白蓮寺の涙
少弐は大都を出た。
父親の墓を見つけたこと。
その墓の主を知るという老人に会ったこと。
そして老人が最後に残した言葉。
道中、少弐は何度も考えた。
だが結局、考えることをやめた。
あれが本当に父親だったのか。
なぜ死んだことになっているのか。
なぜ息子を拒絶したのか。
推測ならいくらでもできる。
しかし、それをスリフォンに聞かせるべきではないと思った。
少弐が戻ったのは、スリフォンを匿っていた白蓮寺だった。
白い蓮の咲く小さな池があり、土地の者からそう呼ばれている古寺である。
大都の巨大な寺院とは違う。
堂は小さく、境内には木陰が多い。
スリフォンが少年のころ文字を習った寺でもあった。
門をくぐると、スリフォンがいた。
少弐の姿を見て、すぐ立ち上がった。
「少弐殿」
「戻った」
スリフォンは少弐の顔を見た。
「……父は?」
少弐はすぐには答えなかった。
境内の端へ歩いた。
スリフォンもついてきた。
大きな木の下で、少弐は立ち止まった。
「ありのまま話す」
それだけ前置きした。
「大都へ入り、紹介された大寺に泊まった」
スリフォンは黙って聞いている。
「そこで墓を見つけた」
スリフォンの表情が止まった。
少弐は父親の名を告げた。
墓標に、その名が刻まれていたこと。
寺の者に尋ねると、その人物を知っている老人がいると言われたこと。
翌朝、その老人が現れたこと。
「老人は名を名乗らなかった」
少弐は続ける。
「寺を案内してくれた。
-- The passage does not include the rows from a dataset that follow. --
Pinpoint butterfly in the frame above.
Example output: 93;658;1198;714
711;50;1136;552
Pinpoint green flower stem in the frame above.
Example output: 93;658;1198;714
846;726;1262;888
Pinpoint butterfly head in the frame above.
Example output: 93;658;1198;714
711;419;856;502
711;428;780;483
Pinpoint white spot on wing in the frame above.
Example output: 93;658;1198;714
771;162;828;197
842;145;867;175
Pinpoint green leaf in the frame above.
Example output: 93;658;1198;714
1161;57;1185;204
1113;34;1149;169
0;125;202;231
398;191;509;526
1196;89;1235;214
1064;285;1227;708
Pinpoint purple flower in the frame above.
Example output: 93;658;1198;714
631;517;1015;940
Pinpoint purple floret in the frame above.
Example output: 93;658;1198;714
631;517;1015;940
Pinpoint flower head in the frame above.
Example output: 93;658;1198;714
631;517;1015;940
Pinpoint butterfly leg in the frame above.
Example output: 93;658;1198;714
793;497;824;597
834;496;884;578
戦の前のことにも詳しかった」
スリフォンは何も言わない。
「それから墓へ行った」
少弐は一言ずつ、覚えている通りに話した。
「俺は老人に、この墓の男を探していたと言った。そして、知っているのなら一緒に拝んでほしいと頼んだ」
スリフォンの指がわずかに動いた。
「すると老人は聞いた」
――この一族を知る者か。
「俺は答えなかった」
スリフォンは少弐を見る。
少弐はそれ以上説明しない。
ただ事実を続けた。
「老人は、もうここへ来るなと言った」
スリフォンが俯いた。
「大都にも近づくな。この墓を探すな。この男について尋ねるな、と」
そして。
少弐は老人が口にした言葉を、そのまま伝えた。
「もし一族の者を知っているなら、その者にも伝えろ」
少弐はそこで一度言葉を切った。
「――父がそう言っている、と」
スリフォンが動かなくなった。
「……父が」
小さな声だった。
「そう言っている……」
スリフォンはその一節だけを繰り返した。
少弐は何も足さなかった。
あの老人が父親だったのではないか。
そう思ったことも言わない。
墓が偽物なのではないかとも言わない。
ただ、老人の言ったことだけを伝えた。
スリフォンは考えていた。
長い間。
やがて何かに気づいたように、ほんの少し顔を上げた。
しかし、何も言わなかった。
また俯いた。
肩が小さく震えた。
少弐は声をかけなかった。
スリフォンの目から涙が落ちた。
一滴。
乾いた土へ落ちる。
もう一滴。
スリフォンは声を上げなかった。
顔を覆うこともしなかった。
ただ俯いたまま、静かに泣いた。
七年前、父に言われて南へ逃げた少年。
パタニへ行き、さらに海を渡り、知らない土地を転々とし、日本にまで流れ着いた男。
ようやく故郷へ帰った。
父を探した。
見つからなかった。
そして大都へ行った異国人が持ち帰ったのは、父の墓と、
「もう来るな」
という言葉だった。
スリフォンの涙が、白蓮寺の土を濡らした。
少弐は隣に立ったまま、何も言わなかった。
慰めることもしなかった。
推測を話すこともしなかった。
ただ、そこにいた。
やがて風が吹いた。
池の白蓮が小さく揺れた。
それでもスリフォンは、まだ顔を上げなかった。